112. Is all drift bad?
No. Emergency drift can be necessary. The problem is unmanaged drift without audit, expiry, or reconciliation back to source of truth.
113. What is the GitOps trap during incidents?
Manually hotfixing live state while the reconciler reverts it. Pause intentionally or commit the fix to source of truth.
114. How should break-glass work in GitOps?
Audited pause, explicit owner, time-bounded exception, incident link, post-incident commit or revert, and reconciliation verification.
115. What is Terraform/OpenTofu state risk?
State can contain sensitive data, drift from reality, be locked by failed runs, or be corrupted/mis-scoped causing destructive plans.
116. How do you protect IaC state?
Remote encrypted backend, locking, access control, backups, state separation by blast radius, plan review, and cautious import/move workflows.
117. Why can a Terraform plan be misleading?
Provider bugs, unknown computed values, external drift, data source changes, lifecycle ignores, and apply-time API behavior can differ from plan.
117A. What is the most dangerous Terraform state mistake in production?
Using the wrong backend or workspace for the environment. A prod configuration pointed at dev state, or dev credentials pointed at prod resources, can produce a plan that looks coherent while targeting the wrong blast radius.
117B. When is `terraform force-unlock` appropriate?
Only after proving no apply is still running and the lock is stale. Treat it like an incident action: identify lock owner, timestamp, backend, active CI jobs, approval, audit note, then refresh before any apply.
117C. Why can `count` be dangerous for long-lived resources?
List index changes can shift addresses. Removing element 1 from a list may make Terraform think element 2 should become element 1, causing replacement. Prefer stable for_each keys for persistent infrastructure.
117D. What problem do Terraform `moved` blocks solve?
They tell Terraform that a resource address changed because of a code refactor, not because infrastructure should be destroyed and recreated. They make refactors reviewable and declarative.

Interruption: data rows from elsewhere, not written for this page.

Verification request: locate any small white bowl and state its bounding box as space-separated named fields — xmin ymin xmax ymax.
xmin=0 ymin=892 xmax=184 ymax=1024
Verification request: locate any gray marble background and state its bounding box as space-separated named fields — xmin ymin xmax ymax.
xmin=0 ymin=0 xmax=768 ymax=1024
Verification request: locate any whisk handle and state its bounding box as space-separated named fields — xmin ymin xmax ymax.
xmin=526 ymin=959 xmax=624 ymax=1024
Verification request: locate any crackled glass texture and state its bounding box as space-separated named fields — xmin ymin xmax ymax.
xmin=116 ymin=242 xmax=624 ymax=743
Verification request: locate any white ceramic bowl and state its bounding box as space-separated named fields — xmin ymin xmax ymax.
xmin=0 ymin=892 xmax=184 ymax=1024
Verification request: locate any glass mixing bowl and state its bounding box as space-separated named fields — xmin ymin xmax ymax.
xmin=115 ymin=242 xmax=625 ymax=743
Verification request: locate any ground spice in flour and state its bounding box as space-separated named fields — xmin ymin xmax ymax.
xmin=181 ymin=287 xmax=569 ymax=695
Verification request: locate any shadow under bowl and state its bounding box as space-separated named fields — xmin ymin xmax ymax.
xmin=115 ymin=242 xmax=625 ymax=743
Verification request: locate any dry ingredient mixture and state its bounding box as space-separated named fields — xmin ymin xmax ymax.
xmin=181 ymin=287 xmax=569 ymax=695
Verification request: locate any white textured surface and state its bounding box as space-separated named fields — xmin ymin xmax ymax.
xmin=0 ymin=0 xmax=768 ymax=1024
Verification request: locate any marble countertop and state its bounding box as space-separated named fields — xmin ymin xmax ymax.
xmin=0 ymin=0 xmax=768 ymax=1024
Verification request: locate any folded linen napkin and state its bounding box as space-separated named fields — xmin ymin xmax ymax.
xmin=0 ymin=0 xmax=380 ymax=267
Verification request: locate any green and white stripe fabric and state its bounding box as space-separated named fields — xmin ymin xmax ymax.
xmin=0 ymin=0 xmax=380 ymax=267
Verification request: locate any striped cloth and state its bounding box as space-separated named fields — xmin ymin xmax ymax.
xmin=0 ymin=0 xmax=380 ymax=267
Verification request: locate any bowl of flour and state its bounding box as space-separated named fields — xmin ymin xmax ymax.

117E. What is the trap with `ignore_changes`?
It can intentionally hide fields from Terraform ownership. That is useful for externally managed fields but dangerous when teams forget those fields are ignored and assume plans cover all drift.
118. What is a dangerous IaC module abstraction?
One that hides critical lifecycle, security, or dependency behavior behind defaults users do not understand.
119. What makes a good IaC module?
Clear inputs/outputs, sane defaults, versioning, policy compliance, examples, tests, minimal hidden behavior, and explicit lifecycle constraints.
120. What is the difference between Terraform/OpenTofu and Crossplane?
Terraform/OpenTofu usually runs plans/applies from CI or operators. Crossplane exposes cloud resources as Kubernetes-style APIs reconciled continuously.
121. When is Crossplane risky?
When teams do not understand continuous reconciliation, provider permissions, drift ownership, or the blast radius of cluster-based cloud control planes.
122. What is the senior answer to "Ansible or Terraform"?
Terraform/OpenTofu for declarative infrastructure lifecycle; Ansible for configuration/procedural tasks. Avoid using either where a managed controller or immutable image is cleaner.
123. Why can config management fight immutable infrastructure?
If nodes are mutated after boot, image provenance and reproducibility weaken. Prefer baked images plus small bootstraps for fleet consistency.
124. How do you automate GPU node repair safely?
Detect, correlate, check capacity, cordon, drain respecting PDBs, repair with bounded action, validate GPU stack/workload, uncordon or escalate, and audit.
125. What is the first version of risky automation you should ship?
Recommendation mode that produces repair plans and confidence scores, before automatic execution for proven low-risk cases.
126. What metrics prove automation is working?
MTTR reduction, toil hours reduced, success rate, false positive rate, manual override rate, rollback rate, and incident recurrence reduction.
127. What is a hidden risk of automation success metrics?
High success rate may hide low coverage, overly conservative triggers, or actions that succeed technically but do not improve user impact.
128. What is a dangerous CLI default?
Executing destructive actions by default. Safer CLIs default to dry run, require explicit target scope, and display planned impact.
129. How do you design destructive CLI flags?
Require explicit --execute, target selectors, max concurrency, confirmation/approval token, and visible plan ID.
130. What is the risk of string parsing command output?
CLI output changes and localization can break automation. Prefer structured APIs, JSON output, or client libraries.
131. How do you test infrastructure automation?
Unit-test pure planning logic, integration-test API interactions, run in staging/canary pools, simulate failures, and verify rollback and audit outputs.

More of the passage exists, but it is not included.